Ik moet verkennen hoe het staat met de mogelijkheden van een gerichte benadering van ouders. lk voeg eraan toe dat eenieder zich bewust dient te zijn van het feit dat het niet vaccineren grote risico's kan hebben. Dat geldt zowel voor de mensen die dit uit religieuze motieven niet doen als voor degenen met antroposofische motieven. De indringendheid van dit vraagstuk moet ook bij hen goed tussen de oren zitten.

Mevrouw Schippers (VVD):

Voorzitter. De minister gaat de mogelijkheden tot het dwingen tot vaccinatie onderzoeken. Ik vind dat dit ongelooflijk ver gaat. Voordat je tot dwang komt, ligt er mijns inziens nog een heel palet open van onder andere overtuiging en indringende voorlichting. Moet de minister die weg niet eerst op?

Minister Klink:

Voorzitter. Ik heb aangegeven dat ik bij mijn principiële standpunt blijf dat er niet gedwongen moet worden gevaccineerd. Vanwege het indringende vraagstuk dat hier speelt, maar ook gelet op het recht van de ouders, de lichamelijke integriteit en de gezondheidswinst die ermee te behalen valt, ga ik wel verkennen hoe deze kwestie in het buitenland ligt. De minister van Justitie en ik zullen dat in kaart brengen. Mevrouw Schippers heeft wel gelijk. Als het meerdere, namelijk dwang, omstreden is – dat zou in beginsel ook niet moeten – dan geldt dat het mindere in elk geval geboden is. Dat mindere is de voorlichting. Dat ligt in het verlengde van de vraag van mevrouw Arib, namelijk of je mensen niet kunt benaderen en hen inlichten over de risico's die met een en ander zijn gemoeid. Mijn antwoord in de richting van mevrouw Schippers is dus "ja".

Mevrouw Schermers (CDA):

Voorzitter. Mijn fractie deelt de mening van de minister dat gedwongen vaccinatie niet aan de orde is. Hij zet in op meer informatie.

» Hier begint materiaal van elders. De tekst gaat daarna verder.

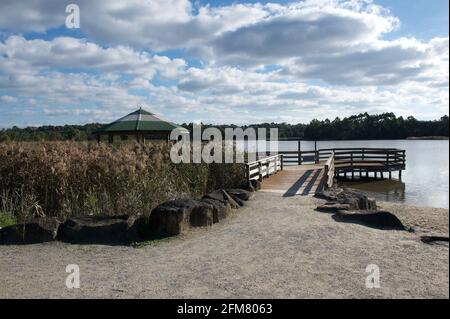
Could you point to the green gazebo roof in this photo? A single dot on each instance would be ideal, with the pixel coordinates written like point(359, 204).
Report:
point(140, 121)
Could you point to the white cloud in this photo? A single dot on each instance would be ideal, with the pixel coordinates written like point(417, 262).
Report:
point(258, 62)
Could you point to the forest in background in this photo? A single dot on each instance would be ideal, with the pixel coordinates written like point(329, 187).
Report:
point(357, 127)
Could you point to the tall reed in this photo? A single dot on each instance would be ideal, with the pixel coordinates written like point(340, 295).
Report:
point(79, 178)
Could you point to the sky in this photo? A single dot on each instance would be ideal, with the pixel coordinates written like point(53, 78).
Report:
point(222, 61)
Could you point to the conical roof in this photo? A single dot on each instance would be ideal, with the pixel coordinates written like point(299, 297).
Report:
point(140, 121)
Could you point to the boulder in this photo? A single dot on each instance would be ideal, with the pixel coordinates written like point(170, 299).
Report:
point(174, 217)
point(374, 219)
point(355, 199)
point(256, 184)
point(221, 210)
point(239, 201)
point(248, 187)
point(223, 196)
point(240, 193)
point(35, 231)
point(332, 207)
point(435, 240)
point(99, 230)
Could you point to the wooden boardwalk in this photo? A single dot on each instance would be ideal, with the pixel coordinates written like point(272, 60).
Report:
point(298, 180)
point(329, 164)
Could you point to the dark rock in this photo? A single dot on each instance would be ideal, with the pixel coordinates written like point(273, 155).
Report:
point(435, 240)
point(221, 210)
point(239, 201)
point(332, 207)
point(256, 184)
point(99, 230)
point(223, 196)
point(355, 199)
point(249, 187)
point(35, 231)
point(174, 217)
point(374, 219)
point(239, 193)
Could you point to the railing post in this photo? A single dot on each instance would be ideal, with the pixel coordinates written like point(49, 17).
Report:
point(351, 165)
point(260, 171)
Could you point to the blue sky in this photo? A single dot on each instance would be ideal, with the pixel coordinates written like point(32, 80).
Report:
point(222, 61)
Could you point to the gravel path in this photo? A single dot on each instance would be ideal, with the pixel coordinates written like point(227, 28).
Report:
point(272, 248)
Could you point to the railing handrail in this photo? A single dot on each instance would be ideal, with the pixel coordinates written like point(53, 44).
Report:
point(265, 159)
point(264, 167)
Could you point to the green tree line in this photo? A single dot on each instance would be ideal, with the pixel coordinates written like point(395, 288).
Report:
point(362, 126)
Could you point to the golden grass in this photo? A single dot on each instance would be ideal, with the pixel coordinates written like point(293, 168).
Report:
point(78, 178)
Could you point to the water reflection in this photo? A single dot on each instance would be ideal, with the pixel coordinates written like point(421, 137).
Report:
point(383, 190)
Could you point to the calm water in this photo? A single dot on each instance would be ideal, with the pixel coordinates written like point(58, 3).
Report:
point(424, 182)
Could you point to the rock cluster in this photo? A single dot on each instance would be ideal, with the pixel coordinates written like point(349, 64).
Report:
point(168, 219)
point(351, 206)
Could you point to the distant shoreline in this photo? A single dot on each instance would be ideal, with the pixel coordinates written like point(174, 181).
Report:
point(437, 138)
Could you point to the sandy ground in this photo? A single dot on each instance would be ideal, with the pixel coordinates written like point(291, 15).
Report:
point(272, 248)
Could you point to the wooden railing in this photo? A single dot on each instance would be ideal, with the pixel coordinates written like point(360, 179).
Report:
point(391, 156)
point(329, 171)
point(264, 167)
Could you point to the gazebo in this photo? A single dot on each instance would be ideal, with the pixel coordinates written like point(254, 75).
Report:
point(141, 124)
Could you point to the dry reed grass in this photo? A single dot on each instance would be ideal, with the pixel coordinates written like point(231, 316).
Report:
point(78, 178)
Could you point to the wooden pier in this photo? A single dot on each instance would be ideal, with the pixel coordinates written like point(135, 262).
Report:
point(315, 170)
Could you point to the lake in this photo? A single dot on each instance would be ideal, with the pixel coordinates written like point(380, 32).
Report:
point(425, 182)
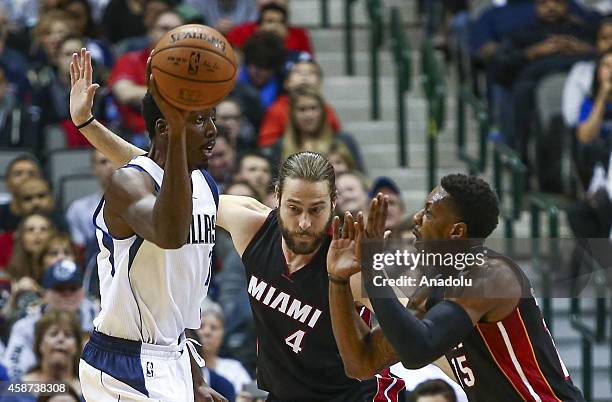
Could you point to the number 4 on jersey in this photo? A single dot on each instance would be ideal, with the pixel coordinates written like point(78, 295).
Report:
point(295, 341)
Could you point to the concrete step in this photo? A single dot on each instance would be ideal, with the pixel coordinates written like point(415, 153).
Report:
point(308, 12)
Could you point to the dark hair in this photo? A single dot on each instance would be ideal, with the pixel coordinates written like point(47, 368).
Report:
point(476, 203)
point(22, 158)
point(151, 113)
point(66, 320)
point(596, 83)
point(309, 166)
point(265, 50)
point(275, 7)
point(254, 154)
point(433, 387)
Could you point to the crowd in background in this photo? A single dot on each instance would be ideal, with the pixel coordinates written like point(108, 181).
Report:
point(49, 293)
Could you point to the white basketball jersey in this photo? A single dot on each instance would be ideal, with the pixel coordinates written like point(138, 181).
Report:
point(150, 294)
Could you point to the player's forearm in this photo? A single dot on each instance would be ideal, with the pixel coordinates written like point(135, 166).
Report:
point(173, 205)
point(351, 333)
point(110, 144)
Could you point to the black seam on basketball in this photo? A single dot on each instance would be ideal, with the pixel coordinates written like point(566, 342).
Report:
point(194, 80)
point(156, 52)
point(168, 98)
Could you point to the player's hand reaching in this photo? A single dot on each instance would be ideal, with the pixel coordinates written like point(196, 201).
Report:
point(344, 255)
point(206, 394)
point(175, 118)
point(377, 217)
point(82, 90)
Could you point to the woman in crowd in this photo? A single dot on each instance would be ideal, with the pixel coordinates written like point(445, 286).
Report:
point(309, 129)
point(57, 345)
point(211, 333)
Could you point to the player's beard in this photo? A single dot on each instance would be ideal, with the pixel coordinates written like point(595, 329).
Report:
point(299, 247)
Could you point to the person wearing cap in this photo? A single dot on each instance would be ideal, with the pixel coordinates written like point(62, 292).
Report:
point(398, 221)
point(303, 70)
point(62, 282)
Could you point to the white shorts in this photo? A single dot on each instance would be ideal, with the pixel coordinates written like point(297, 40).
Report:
point(114, 369)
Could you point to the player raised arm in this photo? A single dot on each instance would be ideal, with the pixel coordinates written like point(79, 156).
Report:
point(82, 93)
point(133, 206)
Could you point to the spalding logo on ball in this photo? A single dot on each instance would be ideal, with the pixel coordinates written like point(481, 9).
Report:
point(194, 67)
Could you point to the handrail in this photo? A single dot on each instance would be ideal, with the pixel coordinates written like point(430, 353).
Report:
point(375, 14)
point(348, 37)
point(403, 70)
point(465, 97)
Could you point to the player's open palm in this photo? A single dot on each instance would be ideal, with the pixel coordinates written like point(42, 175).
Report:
point(82, 90)
point(344, 255)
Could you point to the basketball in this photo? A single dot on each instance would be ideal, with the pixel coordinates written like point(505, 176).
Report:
point(194, 67)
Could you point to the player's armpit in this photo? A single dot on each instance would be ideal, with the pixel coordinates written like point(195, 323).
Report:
point(242, 217)
point(129, 209)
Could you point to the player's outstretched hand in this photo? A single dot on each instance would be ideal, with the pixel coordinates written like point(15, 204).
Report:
point(344, 255)
point(206, 394)
point(175, 118)
point(82, 90)
point(377, 217)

Dat is prima. Uit de cijfers blijkt dat van de 61 besmettingsgevallen een derde gevaccineerd was. Ook op scholen waar vaccinatie heeft plaatsgevonden, heeft besmetting plaatsgevonden. Dat betekent dat er ook iets met het vaccin is. Deskundige geven aan dat dit op twee manieren kan worden opgelost. Je kunt een sterker vaccin gebruiken, maar dat geeft mogelijk meer bijwerkingen. Je kunt de tweede vaccinatie ook vervroegen van 9 naar 4 jaar, maar ook dat heeft mogelijk een nadeel, omdat die vastzit aan de bmr-vaccinatie. Overweegt de minister deze twee mogelijkheden en welke heeft zijn voorkeur?

Minister Klink:

Voorzitter. Ik heb al aangeven dat het NVI op dit moment onderzoekt, mede in het licht van de ervaringen in het buitenland, in hoeverre de vaccinatieschema's moeten worden aangepast. Daarbij gaat het om die 14 maanden en de 9 jaar waarop mevrouw Schermers op doelt. Ook wordt bekeken in hoeverre de gebruikte bofstammen in vaccins nog toereikend zijn. Een deel van de kinderen die zijn ingeënt, kan namelijk de bof krijgen. Op basis van het onderzoek van het NVI krijgen wij adviezen over het eventueel aanpassen van het vaccinatieschema of de stammen waarmee wordt gevaccineerd.

Mevrouw Koşer Kaya (D66):

Voorzitter. Vroeger waren dit soort ziektes vooral regionaal gebonden, maar nu reizen mensen veel meer, ook in Europa en daarbuiten. Is er op Europees en internationaal niveau beleid op dit punt en bespreekt de minister dat met zijn ambtsgenoten?

Minister Klink:

Voorzitter. Dit is een thema dat in Europees verband sterk speelt. Het ECDC doet daar in Europees verband vrij veel aan. Het is typisch een thema dat, ook vanwege de globalisering, op bovenregionaal en bovenlokaal niveau speelt. Op het moment dat een infectieziekte in een bepaald land uitbreekt, blijft die niet bij de grens. Vorige week tijdens de Informele Raad was één van de kernthema's de infectieziektebestrijding. Vorige week hebben wij daar ook uitvoerig over gesproken tijdens een algemeen overleg.